Incremental Processing
A guide to incremental processing patterns in data engineering, the techniques for processing only new or changed data rather than reprocessing entire datasets on every pipeline run.
The Full-Scan Problem
A pipeline that reprocesses an entire billion-row table to identify and update the 50,000 rows that changed since the last run is extraordinarily wasteful. Yet this full-scan-and-rebuild pattern is common in data engineering organizations that lack the infrastructure for incremental processing. The pipeline reads 1TB of data, computes transformations, and writes a new version of the output table, 95% of which is identical to the previous version.
Incremental processing is the set of techniques that identify and process only the data that has changed since the last successful pipeline run, producing the correct output by merging the incremental changes into the existing output. When implemented correctly, incremental processing reduces compute costs, pipeline latency, and infrastructure load by orders of magnitude compared to full reprocessing.
Incremental processing requires two core capabilities: the ability to identify which records have changed since the last run, and the ability to efficiently merge those changes into the output table. Apache Iceberg’s snapshot timeline provides both capabilities for Iceberg-based pipelines.
Iceberg Incremental Reads
Apache Iceberg’s snapshot timeline records every change to the table as a new snapshot with a precise timestamp. The Iceberg incremental_scan API (available in Spark and through PyIceberg) reads only the data file changes between two snapshots: the files added and the files removed in the snapshot range. A pipeline that last ran at snapshot ID 1000 can efficiently read only the new and changed data files added between snapshot 1000 and the current snapshot, without scanning the entire table.
This snapshot-based incremental read is the foundation for incremental pipelines in Iceberg-based lakehouses. A Spark job that processes upstream table changes runs table.newIncrementalScan(startSnapshotId=1000, endSnapshotId=current_snapshot_id) to get only the new records, processes them, and merges the results into the downstream Iceberg table using MERGE INTO.
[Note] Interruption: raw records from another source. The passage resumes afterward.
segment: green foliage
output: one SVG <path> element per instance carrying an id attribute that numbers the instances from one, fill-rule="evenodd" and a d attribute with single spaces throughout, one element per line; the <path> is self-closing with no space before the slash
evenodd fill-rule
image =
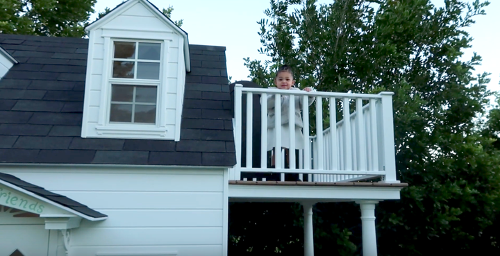
<path id="1" fill-rule="evenodd" d="M 174 11 L 174 7 L 172 6 L 169 6 L 169 7 L 167 9 L 163 8 L 163 10 L 162 10 L 163 14 L 165 14 L 165 16 L 167 16 L 169 19 L 172 19 L 171 18 L 172 12 L 173 11 Z M 182 26 L 183 21 L 184 21 L 183 19 L 179 19 L 179 20 L 174 22 L 174 23 L 175 23 L 175 24 L 177 25 L 177 26 L 178 26 L 180 28 Z"/>
<path id="2" fill-rule="evenodd" d="M 486 89 L 488 74 L 472 75 L 481 57 L 460 59 L 472 42 L 464 28 L 489 3 L 445 3 L 438 8 L 428 0 L 272 0 L 265 12 L 269 19 L 258 22 L 259 52 L 271 60 L 245 59 L 250 77 L 262 87 L 287 64 L 301 87 L 395 93 L 397 169 L 410 187 L 401 200 L 377 207 L 380 255 L 499 250 L 493 228 L 500 210 L 500 110 L 488 115 L 493 95 Z M 485 116 L 490 121 L 481 126 L 476 119 Z M 360 253 L 359 210 L 322 207 L 327 214 L 321 221 L 328 223 L 316 227 L 322 246 L 336 242 L 333 255 Z M 316 249 L 327 252 L 317 243 Z"/>
<path id="3" fill-rule="evenodd" d="M 122 1 L 122 3 L 123 3 L 124 2 L 125 2 L 125 1 Z M 106 7 L 104 9 L 103 12 L 99 12 L 99 14 L 97 15 L 97 19 L 96 19 L 96 20 L 102 18 L 103 17 L 104 17 L 104 15 L 107 15 L 110 11 L 111 11 L 111 9 Z M 163 10 L 162 10 L 162 12 L 163 12 L 163 14 L 165 15 L 165 16 L 167 16 L 167 17 L 168 17 L 169 19 L 172 19 L 172 13 L 173 11 L 174 11 L 174 7 L 172 6 L 169 6 L 169 7 L 167 9 L 163 8 Z M 179 19 L 178 21 L 172 21 L 172 22 L 176 25 L 177 25 L 177 26 L 178 26 L 180 28 L 182 26 L 183 21 L 184 21 L 183 19 Z"/>
<path id="4" fill-rule="evenodd" d="M 83 37 L 96 0 L 0 0 L 0 33 Z"/>

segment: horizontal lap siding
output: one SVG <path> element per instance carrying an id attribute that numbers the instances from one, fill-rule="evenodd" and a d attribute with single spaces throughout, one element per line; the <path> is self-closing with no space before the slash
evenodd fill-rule
<path id="1" fill-rule="evenodd" d="M 42 167 L 2 171 L 108 215 L 103 221 L 83 220 L 72 230 L 73 255 L 222 254 L 222 170 Z"/>
<path id="2" fill-rule="evenodd" d="M 101 96 L 103 89 L 106 89 L 106 85 L 102 84 L 103 76 L 109 76 L 109 74 L 103 74 L 103 67 L 110 63 L 104 62 L 104 54 L 111 49 L 104 49 L 104 39 L 103 35 L 109 31 L 114 31 L 113 35 L 122 35 L 119 37 L 122 38 L 135 39 L 142 38 L 147 40 L 149 34 L 165 35 L 169 38 L 173 38 L 167 51 L 167 59 L 163 65 L 167 66 L 166 74 L 163 74 L 162 79 L 165 80 L 164 85 L 166 86 L 167 105 L 165 106 L 165 114 L 167 116 L 166 127 L 167 128 L 167 136 L 172 137 L 175 130 L 176 123 L 176 103 L 177 94 L 178 79 L 178 63 L 179 53 L 178 38 L 179 35 L 174 33 L 174 30 L 160 20 L 155 15 L 151 12 L 142 3 L 138 3 L 128 8 L 124 12 L 115 17 L 108 23 L 103 24 L 102 29 L 97 29 L 92 31 L 90 37 L 90 43 L 93 44 L 93 51 L 89 53 L 89 58 L 92 58 L 90 67 L 91 72 L 90 81 L 87 83 L 90 87 L 90 96 L 88 102 L 87 112 L 85 114 L 88 117 L 86 126 L 87 135 L 90 137 L 97 136 L 95 126 L 97 124 L 100 111 Z M 131 31 L 126 31 L 131 30 Z M 114 38 L 114 37 L 113 37 Z M 113 39 L 112 38 L 112 39 Z M 158 42 L 161 42 L 158 41 Z M 110 66 L 110 69 L 111 67 Z M 110 72 L 111 70 L 110 69 Z M 183 80 L 183 78 L 181 78 Z M 182 92 L 181 92 L 182 93 Z"/>
<path id="3" fill-rule="evenodd" d="M 88 248 L 86 246 L 72 246 L 72 253 L 75 256 L 96 255 L 98 253 L 117 253 L 119 255 L 176 255 L 186 256 L 220 256 L 222 255 L 222 245 L 190 245 L 190 246 L 98 246 Z M 175 255 L 175 254 L 174 254 Z M 58 256 L 63 255 L 58 254 Z M 99 254 L 97 254 L 99 255 Z"/>

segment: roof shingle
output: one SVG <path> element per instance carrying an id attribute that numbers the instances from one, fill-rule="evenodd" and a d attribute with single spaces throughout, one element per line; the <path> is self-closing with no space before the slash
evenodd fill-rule
<path id="1" fill-rule="evenodd" d="M 27 182 L 10 174 L 0 173 L 0 180 L 12 184 L 14 186 L 21 188 L 22 189 L 27 190 L 39 196 L 49 199 L 51 201 L 56 203 L 56 204 L 67 207 L 74 211 L 82 213 L 85 215 L 93 218 L 103 218 L 108 216 L 108 215 L 103 214 L 101 212 L 90 209 L 86 205 L 82 205 L 81 203 L 76 202 L 74 200 L 69 198 L 65 196 L 60 195 L 58 194 L 52 193 L 44 189 L 43 187 L 38 187 L 35 185 Z"/>
<path id="2" fill-rule="evenodd" d="M 81 137 L 88 40 L 0 34 L 0 162 L 232 167 L 224 46 L 190 45 L 181 141 Z"/>

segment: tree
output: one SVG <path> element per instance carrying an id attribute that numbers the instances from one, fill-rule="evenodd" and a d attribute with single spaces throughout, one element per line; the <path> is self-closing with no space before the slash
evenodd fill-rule
<path id="1" fill-rule="evenodd" d="M 122 3 L 123 3 L 124 2 L 125 2 L 125 1 L 122 2 Z M 104 15 L 107 15 L 110 11 L 111 11 L 111 9 L 106 7 L 104 9 L 104 11 L 99 12 L 98 13 L 97 18 L 96 19 L 96 20 L 102 18 L 103 17 L 104 17 Z M 167 18 L 172 19 L 172 13 L 173 11 L 174 11 L 174 7 L 172 6 L 169 6 L 169 7 L 167 9 L 163 8 L 163 10 L 162 10 L 162 12 L 163 12 L 163 14 L 165 15 L 165 16 L 167 16 Z M 179 20 L 174 22 L 174 23 L 180 28 L 183 24 L 183 19 L 179 19 Z"/>
<path id="2" fill-rule="evenodd" d="M 0 0 L 0 33 L 83 37 L 96 0 Z"/>
<path id="3" fill-rule="evenodd" d="M 258 22 L 259 52 L 271 60 L 245 59 L 253 81 L 267 87 L 276 67 L 288 64 L 299 87 L 395 93 L 397 169 L 410 187 L 401 200 L 377 208 L 381 255 L 499 249 L 490 230 L 500 210 L 500 155 L 474 121 L 485 114 L 492 93 L 488 74 L 472 73 L 481 57 L 460 59 L 472 42 L 464 28 L 488 3 L 447 0 L 438 8 L 428 0 L 272 0 L 269 19 Z M 352 255 L 352 244 L 360 253 L 357 207 L 321 204 L 315 211 L 315 221 L 324 223 L 315 238 L 329 237 L 334 244 L 326 250 L 316 243 L 317 253 Z"/>

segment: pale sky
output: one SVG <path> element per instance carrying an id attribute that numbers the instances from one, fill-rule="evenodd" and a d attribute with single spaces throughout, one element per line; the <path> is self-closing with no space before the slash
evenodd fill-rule
<path id="1" fill-rule="evenodd" d="M 115 8 L 122 0 L 97 0 L 96 13 L 106 7 Z M 257 50 L 262 46 L 257 34 L 257 22 L 266 18 L 264 10 L 269 7 L 269 0 L 150 0 L 160 10 L 169 5 L 174 7 L 172 19 L 183 19 L 182 28 L 189 35 L 190 44 L 224 46 L 226 48 L 228 74 L 233 80 L 249 80 L 249 72 L 243 65 L 244 58 L 265 60 Z M 332 0 L 319 0 L 330 3 Z M 444 6 L 444 0 L 431 0 L 437 6 Z M 472 0 L 467 0 L 472 2 Z M 487 71 L 491 82 L 489 89 L 500 89 L 500 1 L 490 0 L 485 8 L 486 15 L 476 17 L 476 24 L 467 31 L 474 38 L 472 48 L 464 58 L 470 59 L 476 51 L 483 58 L 483 65 L 476 72 Z M 92 15 L 94 20 L 97 14 Z"/>

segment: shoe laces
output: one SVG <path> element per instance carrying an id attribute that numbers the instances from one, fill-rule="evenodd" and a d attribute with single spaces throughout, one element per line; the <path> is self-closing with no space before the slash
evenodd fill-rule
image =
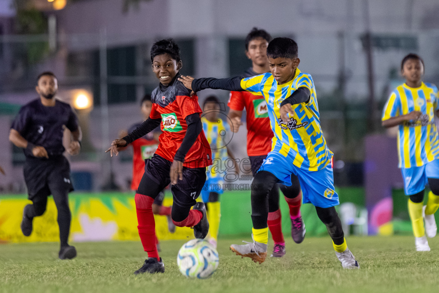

For Change Data Capture pipelines, the incremental_scan returns only the records that were inserted, updated, or deleted since the last run, allowing downstream Silver and Gold layer tables to be updated without full-table reprocessing.

dbt Incremental Models
dbt’s incremental materialization implements incremental processing for SQL transformation pipelines. An incremental model is a dbt SQL model that, on its first run, builds the entire output table from scratch. On subsequent runs, dbt queries only for new or changed records (using a configurable is_incremental() condition, typically filtering by a timestamp column), transforms them, and merges them into the existing output table using the target platform’s MERGE or INSERT-OVERWRITE semantics.
For Iceberg tables in dbt-spark or dbt-trino, the incremental materialization uses Iceberg’s MERGE INTO to perform UPSERT semantics: new records are inserted, changed records (matching on a configurable unique key) are updated. This produces a correctly maintained output table that always reflects the latest state of the upstream data without full-table reprocessing on each run.
The incremental processing pattern’s correctness depends critically on idempotency: if the pipeline fails partway through and is retried, it must produce the same output as a successful run without double-processing records. Iceberg’s ACID semantics ensure that partial writes are not visible to readers, and dbt’s unique key-based MERGE ensures that re-processing the same records produces the same result.